Hala Halim - "Internationalist and Surrealist Inflections in Edwar al-Kharrat’s Resistant Literary Modernity"

Kaufmann Auditorium, Goldwin Smith Hall
ICM Lecture Series

HALA HALIM
Associate Professor, Comparative Literature History; Middle Eastern Studies, New York University

Although criticism of Arabic literature has increasingly interrogated the Nahda thesis whereby the Arab world awakens into modernity at the hands of the West and witnesses a literary revival by dint of translation and borrowing genres from Europe, much scope remains to foreground challenges and alternative formulations. This presentation addresses the Egyptian novelist, poet, and critic Edwar al-Kharrat (1926-2015) to extrapolate his articulations of an Arab literary modernity resistant to Eurocentrism. Taking stock of both his literary and critical texts, the presentation treats the critically overlooked import of the internationalist and surrealist aspects of al-Kharrat’s project.

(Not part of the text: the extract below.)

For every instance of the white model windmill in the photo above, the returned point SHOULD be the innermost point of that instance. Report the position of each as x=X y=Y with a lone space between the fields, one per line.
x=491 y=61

Seminar, "On Translations of Edwar al-Kharrat’s Fiction into English"

Wednesday, March 9, 2016 - 10:00am

Toboggan Lodge, Cornell University

The fiction of Edwar al-Kharrat (1926-2015) poses a set of challenges to any translator, not least because it draws on several genres and deploys an array of linguistic registers. Drawing on Translation Studies, this seminar will consider various aspects of published English translations of Edwar al-Kharrat’s fiction, with attention to translators’ prefatory notes and translational strategies. Knowledge of Arabic not necessary for participating in the seminar.

Bio 
Hala Halim is an associate professor of comparative literature and Middle Eastern studies at New York University. Her book Alexandrian Cosmopolitanism: An Archive (Fordham University Press, 2013) received an Honorable Mention for the Harry Levin Prize for First Book from the American Comparative Literature Association. She has translated two novels from Arabic: Mohamed El-Bisatie’s Clamor of the Lake—which received an Egyptian State Incentive Award in literature for translation and was selected as runner up for the first London-based Banipal Prize for Arabic Literary Translation—and Mahmoud Al-Wardani’s Heads Ripe for Plucking. Her current projects include editing Bernard de Zogheb’s unpublished libretti and a study that develops her previous work on the Egyptian novelist and critic Edwar al-Kharrat.

All events are free and open to the public.